McDonald’s sacks chief over relationship with employee
McDonald’s has dumped its chief executive Steve Easterbrook after he engaged in a relationship with a colleague, the company announced on Sunday.
Mr Easterbrook, who has been credited with doubling the company’s share price since becoming chief executive in March 2015, “violated company policy and demonstrated poor judgment involving a recent consensual relationship with an employee,” the company said.
The fast-food giant has appointed Chris Kempczinski to the role of chief executive and president. He was previously president of McDonald’s US business.
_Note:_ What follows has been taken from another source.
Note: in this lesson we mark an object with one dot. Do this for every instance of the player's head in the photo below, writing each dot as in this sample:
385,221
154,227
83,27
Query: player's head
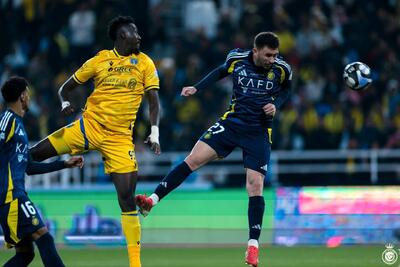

Mr Easterbrook, who is British, wrote in an email to McDonald’s staff: “I engaged in a recent consensual relationship with an employee, which violated McDonald’s policy. This was a mistake. Given the values of the company, I agree with the board that it is time for me to move on. Beyond this, I hope you can respect my desire to maintain my privacy.”
Mr Kempczinski joined McDonald’s in 2015 to oversee global strategy, business development and innovation. He described Mr Easterbrook as “a patient and helpful mentor” in a memo to staff.
Joe Erlinger, McDonald’s president of international operated markets who joined the company in 2002, will become president of the US business.
McDonald’s has more than 38,000 locations spanning 100 countries, including 14,000 in the US alone.
Mr Easterbrook tried to turn McDonald’s round from a waning fast-food empire to a “modern, progressive burger company”, in his words. As consumers switched to healthier alternatives and sales fell across the industry, he tried to spur growth with initiatives including revitalising the menu and serving breakfast throughout the day.
The group installed electronic screens in its restaurants allowing customers to order and customise their meals. In March, the company acquired artificial intelligence business Dynamic Yield for $300m to further expand its ability to allow restaurant goers to customise their meals.
But last month it reported disappointing sales growth in the US as it faced growing competition from rivals including Burger King, KFC and Dunkin’ Brands, which have all been revamping their menus and offering plant-based alternatives.